How many times have you searched the house from top to bottom to look for your car keys - which you swear must have been moved – and yet, they're always in the same place, right? Luckily we're terrible at doing much more than providing ourselves a short-term annoyance. If you have lost your car keys, what are your options – and more importantly, how much is it going to cost you?
Roll Hull, The Mail Online, reports:
Typically when you think you've lost your car keys, you haven't.

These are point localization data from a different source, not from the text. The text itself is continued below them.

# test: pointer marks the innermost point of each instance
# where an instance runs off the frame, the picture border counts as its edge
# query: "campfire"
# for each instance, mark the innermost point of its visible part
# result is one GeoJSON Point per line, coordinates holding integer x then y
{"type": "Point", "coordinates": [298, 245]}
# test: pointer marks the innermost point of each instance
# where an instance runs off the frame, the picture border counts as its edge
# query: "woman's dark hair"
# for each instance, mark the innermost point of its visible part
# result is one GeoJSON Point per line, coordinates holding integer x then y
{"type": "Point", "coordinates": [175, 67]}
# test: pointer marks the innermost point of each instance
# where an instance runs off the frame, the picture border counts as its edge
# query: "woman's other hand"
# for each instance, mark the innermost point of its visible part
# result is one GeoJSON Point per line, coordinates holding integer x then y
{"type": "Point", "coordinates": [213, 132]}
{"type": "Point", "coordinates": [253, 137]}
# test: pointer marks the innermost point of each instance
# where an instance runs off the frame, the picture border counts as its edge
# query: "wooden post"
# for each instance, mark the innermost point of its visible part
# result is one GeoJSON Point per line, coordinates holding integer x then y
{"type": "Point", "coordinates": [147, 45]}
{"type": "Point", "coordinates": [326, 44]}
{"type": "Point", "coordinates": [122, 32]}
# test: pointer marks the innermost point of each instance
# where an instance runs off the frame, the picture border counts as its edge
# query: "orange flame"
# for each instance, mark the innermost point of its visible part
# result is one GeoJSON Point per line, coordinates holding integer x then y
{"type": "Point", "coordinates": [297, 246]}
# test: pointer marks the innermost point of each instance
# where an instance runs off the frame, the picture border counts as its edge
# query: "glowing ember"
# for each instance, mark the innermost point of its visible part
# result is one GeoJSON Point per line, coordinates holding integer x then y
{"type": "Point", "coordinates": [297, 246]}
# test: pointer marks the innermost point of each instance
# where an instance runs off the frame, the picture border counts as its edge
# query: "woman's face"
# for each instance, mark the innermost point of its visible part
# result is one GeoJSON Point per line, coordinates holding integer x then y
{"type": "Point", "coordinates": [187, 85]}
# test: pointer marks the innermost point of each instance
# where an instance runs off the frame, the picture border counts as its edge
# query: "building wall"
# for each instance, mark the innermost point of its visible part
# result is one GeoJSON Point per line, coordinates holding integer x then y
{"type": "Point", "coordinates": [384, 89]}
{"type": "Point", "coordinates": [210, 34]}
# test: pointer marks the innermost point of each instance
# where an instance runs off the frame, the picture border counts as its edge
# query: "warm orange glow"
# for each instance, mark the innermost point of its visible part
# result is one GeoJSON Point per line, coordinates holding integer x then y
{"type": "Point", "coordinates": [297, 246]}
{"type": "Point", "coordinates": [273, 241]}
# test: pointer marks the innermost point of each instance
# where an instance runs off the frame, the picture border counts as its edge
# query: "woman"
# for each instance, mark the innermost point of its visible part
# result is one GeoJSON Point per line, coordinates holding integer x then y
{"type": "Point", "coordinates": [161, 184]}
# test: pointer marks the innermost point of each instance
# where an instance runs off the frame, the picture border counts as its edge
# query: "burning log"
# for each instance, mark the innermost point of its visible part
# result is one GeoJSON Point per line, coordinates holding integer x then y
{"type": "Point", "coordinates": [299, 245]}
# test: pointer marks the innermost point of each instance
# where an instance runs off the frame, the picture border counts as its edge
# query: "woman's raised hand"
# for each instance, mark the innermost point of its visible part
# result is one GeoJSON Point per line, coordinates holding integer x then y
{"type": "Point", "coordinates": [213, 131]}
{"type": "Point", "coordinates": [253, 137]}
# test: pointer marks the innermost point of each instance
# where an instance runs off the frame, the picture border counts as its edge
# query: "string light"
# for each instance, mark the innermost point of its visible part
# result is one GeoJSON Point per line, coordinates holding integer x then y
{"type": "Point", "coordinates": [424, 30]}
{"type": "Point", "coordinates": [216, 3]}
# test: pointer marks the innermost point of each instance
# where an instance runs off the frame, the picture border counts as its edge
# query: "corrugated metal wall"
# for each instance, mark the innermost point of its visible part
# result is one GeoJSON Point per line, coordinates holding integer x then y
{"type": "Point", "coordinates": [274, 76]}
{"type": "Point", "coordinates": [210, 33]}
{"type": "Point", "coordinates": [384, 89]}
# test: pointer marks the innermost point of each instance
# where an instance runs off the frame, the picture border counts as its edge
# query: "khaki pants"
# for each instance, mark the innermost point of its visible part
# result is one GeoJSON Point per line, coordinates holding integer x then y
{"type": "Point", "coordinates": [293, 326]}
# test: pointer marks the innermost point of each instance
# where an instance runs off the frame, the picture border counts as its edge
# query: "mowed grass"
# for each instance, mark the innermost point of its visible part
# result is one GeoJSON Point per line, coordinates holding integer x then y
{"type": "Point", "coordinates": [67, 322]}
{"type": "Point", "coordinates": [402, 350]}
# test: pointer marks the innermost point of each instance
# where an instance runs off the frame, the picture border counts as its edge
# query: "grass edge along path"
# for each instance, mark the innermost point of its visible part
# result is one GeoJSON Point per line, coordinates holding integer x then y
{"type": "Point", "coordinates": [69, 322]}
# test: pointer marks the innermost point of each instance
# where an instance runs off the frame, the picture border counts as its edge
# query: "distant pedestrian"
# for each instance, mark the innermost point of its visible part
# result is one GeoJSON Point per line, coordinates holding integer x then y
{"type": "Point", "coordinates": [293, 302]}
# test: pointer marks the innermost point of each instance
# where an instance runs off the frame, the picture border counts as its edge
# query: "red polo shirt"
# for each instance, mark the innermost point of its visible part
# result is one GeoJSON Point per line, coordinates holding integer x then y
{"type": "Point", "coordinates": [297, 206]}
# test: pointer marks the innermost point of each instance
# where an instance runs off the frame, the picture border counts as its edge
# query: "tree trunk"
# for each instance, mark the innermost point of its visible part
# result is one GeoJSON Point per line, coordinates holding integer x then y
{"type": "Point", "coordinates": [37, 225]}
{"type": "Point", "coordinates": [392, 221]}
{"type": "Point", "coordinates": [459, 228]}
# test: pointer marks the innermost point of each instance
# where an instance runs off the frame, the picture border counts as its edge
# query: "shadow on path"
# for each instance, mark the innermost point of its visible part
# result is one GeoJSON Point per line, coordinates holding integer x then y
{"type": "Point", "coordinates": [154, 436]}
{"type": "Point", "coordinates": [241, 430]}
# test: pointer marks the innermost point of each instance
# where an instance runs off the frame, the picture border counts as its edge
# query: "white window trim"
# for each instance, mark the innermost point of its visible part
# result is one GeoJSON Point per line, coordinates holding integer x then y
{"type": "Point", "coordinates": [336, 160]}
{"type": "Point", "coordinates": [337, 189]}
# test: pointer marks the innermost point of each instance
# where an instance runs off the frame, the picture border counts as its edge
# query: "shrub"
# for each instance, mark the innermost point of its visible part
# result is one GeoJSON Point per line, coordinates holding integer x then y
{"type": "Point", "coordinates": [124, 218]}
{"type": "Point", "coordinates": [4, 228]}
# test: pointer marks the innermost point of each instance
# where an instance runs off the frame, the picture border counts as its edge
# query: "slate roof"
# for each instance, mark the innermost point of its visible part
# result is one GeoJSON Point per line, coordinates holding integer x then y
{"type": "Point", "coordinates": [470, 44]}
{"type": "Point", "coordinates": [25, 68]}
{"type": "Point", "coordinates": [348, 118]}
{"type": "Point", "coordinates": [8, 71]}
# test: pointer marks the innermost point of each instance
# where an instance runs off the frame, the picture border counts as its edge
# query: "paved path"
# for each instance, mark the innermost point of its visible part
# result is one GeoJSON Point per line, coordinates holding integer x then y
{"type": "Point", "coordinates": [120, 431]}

Which is a good job because the cost of replacement keys has soared by nearly 30 per cent in two years.
If you've checked the last place you had them, patted down every jacket you own and rummaged through all the drawers in the house and they've still not turned up, you'll be faced with a £215 bill to have them replaced.
That's according to Keycare, which has analysed the data of 1,482 claims it collated from motorists who had misplaced their keys last year.
The £215 figure is a 29 per cent increase on the average cost of replacing a lost car key in 2013, the insurer said.
Just replacing the key alone for a Ford Fiesta — the UK's best-selling car with more than 133,000 models sold last year — costs an average £262.
The price has rocketed by 61 per cent from 2013 for Ford's favoured supermini, which could be due to the Key-Free System, which unlocks the vehicle and starts the ignition without having to take it out of your pocket, becoming more widely available in the Fiesta.
But car owners with less advanced systems face even higher bills if they need to replace a central locking key and all the door locks on the car.
An average lock sets now costs £689, according to the data.
For some car makes and models lock sets are in excess of £1000, for example a Lexus SC 430 Auto Convertible replacement lock set (including labour and VAT) is now around £1490.
With keys becoming more advanced, offering keyless entry and keyless start for most modern models, it's no surprise the price of replacing them is becoming steeper.
Replacing a lock set, including all the door locks and the keys, is even pricier, in the region of £700 a time.
David Robertson, CEO of Keycare said: 'With the pace of new technology in our cars today, replacing lost car keys is an increasingly expensive mishap and motorists are often shocked by how much it costs to replace vehicle locks or a lost or stolen car key.
'We’re all so busy rushing around that it’s easy for keys to drop out of pockets, become misplaced or get locked out of your house or car, and when that happens it’s both really inconvenient and worrying.'
Keycare is one of the firms that offers an insurance package for your car keys in case you do lose them.
It said that the cost of replacing a lost set of car keys was on par with misplacing the average mobile phone, which 6.7 million Britons currently have insurance cover for.
The average cost of a policy for a handset is £15 a month while car key cover costs around £24 a year.
The extortionate price of car key replacement certainly makes you think about taking a car keys insurance policy. Regardless, it’s worth checking how much replacement keys would cost for your particular make and model of car, giving you a better idea of what might lay ahead should your car keys play their vanishing act on you again.